Игровой полнометражный фильм «Рубеж» режиссёра Дмитрия Тюрина занял третье место в конкурсе «Лучезарного Ангела». Динамичная картина со спецэффектами неожиданно переносит зрителей из современности в 1940-е годы, обращаясь к событиям Великой Отечественной войны и поднимая весьма непростые вопросы, связанные с темой памяти.
– Дмитрий, скажите, пожалуйста, как возникла идея фильма «Рубеж» и что было наиболее трудным при создании кинокартины?
– Идея возникла у автора сценария Александра Шевцова, который известен своими сценариями фильмов «Мы из будущего». Мне позвонил продюсер Джаник Файзиев, которому сценарий показался интересным, и мы дальше вместе стали его разрабатывать, придумывать новые ходы.
– В этой истории было что-то такое, что лично для Вас было близко и важно?
– Мне показалась интересной и актуальной главная идея этого фильма. Речь идёт о необходимости помнить свои корни и знать о том, кем были наши предки. Кто всерьёз этим занимается? Кто в нашей стране знает своих предков дальше дедушки, в лучшем случае – прадедушки. 90% нашего населения не знает своих корней, считая, что это в порядке вещей. В то время как на Западе люди помнят несколько поколений, начиная с XVI–XVII вв., сохраняют память о своих предках и передают её своим детям. У нас этого не происходит, потому что ХХ век был очень страшным для нашей страны: и революция, и Гражданская война, и сталинские репрессии. Люди отказывались от родственников. И как-то мы привыкли к тому, что это неважно. Мы Иваны, не помнящие родства. И дети наши такими будут. И о нас забудут через два поколения. Мне кажется, такое беспамятство очень страшно, и важно когда-то начать собирать эту информацию и передавать дальше своим детям. Мне хотелось, чтобы об этом задумались.
Фильм адресован молодой аудитории, то есть тем ребятам, которым пока есть, у кого спросить, у которых есть живые бабушки и дедушки. Вот у меня, к сожалению, уже никого нет, даже родителей. Я к сорока годам понял, что это важно, а спросить не у кого. И по каким-то крупицам приходится собирать информацию. Мой дед пропал без вести на войне, и сейчас, к сожалению, уже невозможно про него узнать.
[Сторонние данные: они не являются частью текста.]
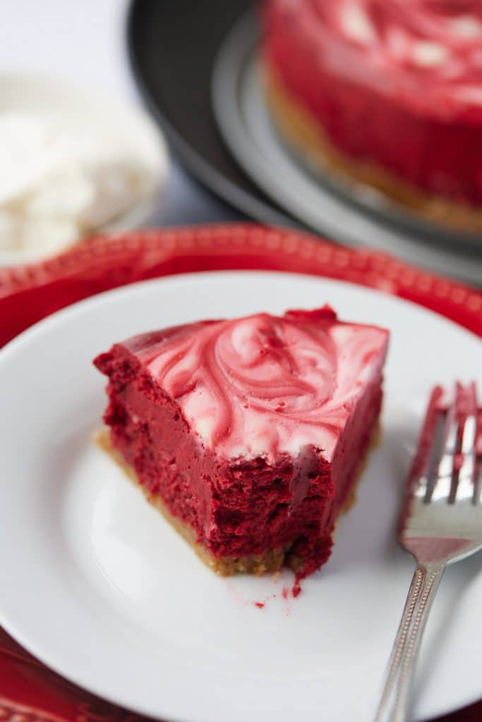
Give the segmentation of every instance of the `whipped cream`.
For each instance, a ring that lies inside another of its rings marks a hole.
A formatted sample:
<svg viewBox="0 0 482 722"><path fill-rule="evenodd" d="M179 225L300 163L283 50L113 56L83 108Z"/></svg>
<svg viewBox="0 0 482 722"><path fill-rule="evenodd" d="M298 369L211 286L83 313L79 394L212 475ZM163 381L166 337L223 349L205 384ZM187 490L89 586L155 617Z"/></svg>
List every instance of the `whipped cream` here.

О прадеде вообще нет никакой информации. Это страшное беспамятство, которое нужно исправлять.
Хотелось, чтобы зритель, выйдя с просмотра, задумался об этом. Не в императивном контексте задумался, а на эмоциональном уровне почувствовал, что было бы здорово просто знать, кем был его дед. Не важно, воевал или не воевал. Ведь наши предки в любом случае прожили какие-то интересные жизни, у них были свои судьбы. И отголоски этих судеб отражаются на нас. Мы даже не подозреваем об этом, но всё равно на генном уровне эти люди продолжаются в нас, и мы до конца не сможем понять себя, пока не узнаем, кто был до нас. Мне показалось это очень важным и актуальным, а об этом никто на серьёзном эмоциональном уровне не разговаривал.
И, возвращаясь к Вашему первому вопросу о том, что было самым сложным. Сложно в игровом жанровом и, по сути, развлекательном кино затрагивать такие важные вопросы, которые попахивают формализмом и государственной программой, то есть тем, что от нас на самом деле далеко. Хотелось достучаться через эмоцию, чтобы зритель прочувствовал и сам для себя решил что-то узнать о своих предках. Это была важная и архисложная задача.
– Дмитрий у Вас в фильме много предметов и примет блокадного времени, причём очень точных деталей, – как удалось так точно и тонко воссоздать реалии того времени?
– Мы, в первую очередь, конечно, поехали на Невский пятачок. Поскольку действие разворачивается там, и это такой многострадальный кусочек земли, про события на котором до последнего времени ничего не рассказывалось, по понятным причинам. Советской власти не хотелось признавать своих ошибок, а это, безусловно, была ошибка: положить такую массу людей и ничего не добиться. Плацдарм просуществовал почти два года, но блокаду прорвали не с него, а выше по течению. Конечно, сейчас нам легко судить, зря или не зря были положены 200 тысяч человек. Безусловно, надо было что-то делать, но как бездарно это было сделано, это ужасно… человеческая жизни вообще ничего не стоила. Поэтому до 90-х годов это замалчивалось.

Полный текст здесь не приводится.